Lipid-lowering therapies play a critical role in managing coronary artery disease (CAD), a condition characterized by the narrowing of blood vessels that supply the heart. Among the most commonly discussed and debated classes of medications are statins, which effectively reduce cholesterol levels and are widely prescribed to lower the risk of cardiovascular events. Alongside statins, other medications like ezetimibe, fibrates, and niacin are also utilized to target specific aspects of lipid metabolism, such as cholesterol absorption, triglyceride levels, and raising high-density lipoprotein (HDL) cholesterol. Additionally, the introduction of medications that inhibit PCSK9, an enzyme involved in cholesterol metabolism, has provided a promising new approach to further lower LDL cholesterol levels. These PCSK9 inhibitors, such as Repatha (evolocumab), have shown significant efficacy in reducing LDL cholesterol levels in patients with CAD, especially for those who may not respond well to traditional therapies.


Nitrates are widely used to treat angina and provide quick relief for chest pain. Commonly available in the form of sublingual sprays or tablets, patches, and long-acting tablets, nitrates work by dilating blood vessels, allowing for increased blood flow and reduced resistance. This dilation eases the heart's workload, leading to a decreased demand for oxygen and prompt alleviation of angina symptoms. Sublingual nitrates act rapidly and are often used to provide immediate relief during angina attacks, while patches and long-acting tablets are employed for preventive purposes. However, nitrates may cause side effects such as headaches, dizziness, and flushing, which usually subside over time.

calcium channel blockers

Calcium channel blockers, including amlodipine, felodipine, cardizem (diltiazem), and verapamil, are commonly prescribed for the treatment of angina. These medications work by inhibiting the influx of calcium into the muscle cells of the heart and blood vessels, leading to their relaxation. As a result, blood vessels widen, promoting improved blood flow and reduced blood pressure. In the context of angina, this relaxation decreases the heart's workload, lowering the demand for oxygen and alleviating chest pain. Calcium channel blockers offer a valuable treatment option for individuals with angina, but it is essential to be aware of potential side effects, which may include headaches, dizziness, flushing, and ankle swelling.

Beta blockers

Beta blockers, such as metoprolol, propranolol, atenolol, carvedilol, and bisoprolol, play a crucial role in treating angina. By blocking certain receptors in the heart, they effectively reduce heart rate and the force of contraction, thereby easing the heart's workload. This mechanism of action leads to a decreased demand for oxygen, making beta blockers highly effective in relieving chest pain associated with angina. As with any medication, it's important to consider potential side effects, including tiredness, worsened asthma, erectile dysfunction in some males, and more vivid dreams during sleep. Consult your healthcare provider to determine the suitability of beta blockers for managing your angina and overall heart health.

Anti-platelet Medications

Anti-platelet medications play a crucial role in preventing blood clot formation, reducing the risk of serious cardiovascular events such as heart attacks and strokes. Among the widely used anti-platelet drugs are aspirin, clopidogrel, and ticagrelor.
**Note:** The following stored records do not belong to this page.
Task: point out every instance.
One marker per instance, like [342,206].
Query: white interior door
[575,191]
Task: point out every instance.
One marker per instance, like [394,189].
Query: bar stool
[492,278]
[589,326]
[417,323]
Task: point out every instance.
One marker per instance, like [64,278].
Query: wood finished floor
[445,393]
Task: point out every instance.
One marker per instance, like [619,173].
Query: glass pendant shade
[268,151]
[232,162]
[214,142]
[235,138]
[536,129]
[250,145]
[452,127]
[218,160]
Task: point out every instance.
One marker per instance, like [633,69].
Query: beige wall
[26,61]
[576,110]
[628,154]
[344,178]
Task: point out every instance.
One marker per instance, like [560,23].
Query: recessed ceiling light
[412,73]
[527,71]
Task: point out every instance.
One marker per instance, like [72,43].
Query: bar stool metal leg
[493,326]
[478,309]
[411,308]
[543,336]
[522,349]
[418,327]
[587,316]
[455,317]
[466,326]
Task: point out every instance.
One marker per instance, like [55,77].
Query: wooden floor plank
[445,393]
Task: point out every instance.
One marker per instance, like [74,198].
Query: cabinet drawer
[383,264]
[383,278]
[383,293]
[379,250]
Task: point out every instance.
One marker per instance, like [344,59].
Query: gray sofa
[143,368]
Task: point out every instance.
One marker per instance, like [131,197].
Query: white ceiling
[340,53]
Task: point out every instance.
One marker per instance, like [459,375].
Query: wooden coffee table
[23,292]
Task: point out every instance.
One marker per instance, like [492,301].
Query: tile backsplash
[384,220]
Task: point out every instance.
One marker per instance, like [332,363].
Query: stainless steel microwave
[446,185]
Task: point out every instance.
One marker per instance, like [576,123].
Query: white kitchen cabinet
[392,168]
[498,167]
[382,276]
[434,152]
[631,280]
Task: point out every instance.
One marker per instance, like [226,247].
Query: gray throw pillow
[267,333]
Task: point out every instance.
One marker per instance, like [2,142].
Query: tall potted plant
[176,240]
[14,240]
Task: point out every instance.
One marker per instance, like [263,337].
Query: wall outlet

Aspirin: This well-known medication inhibits platelet activation, making it less likely for platelets to stick together and form clots. Aspirin is commonly used for primary and secondary prevention of heart attacks and strokes.

Clopidogrel: As a potent anti-platelet agent, clopidogrel works by blocking specific receptors on platelets, preventing them from aggregating. It is often prescribed to patients with acute coronary syndrome, those undergoing stent procedures, and for some cases of peripheral arterial disease.

Ticagrelor: Ticagrelor is another effective anti-platelet drug that works by inhibiting platelet activation. It is used in acute coronary syndrome, often given alongside aspirin to reduce the risk of heart-related events.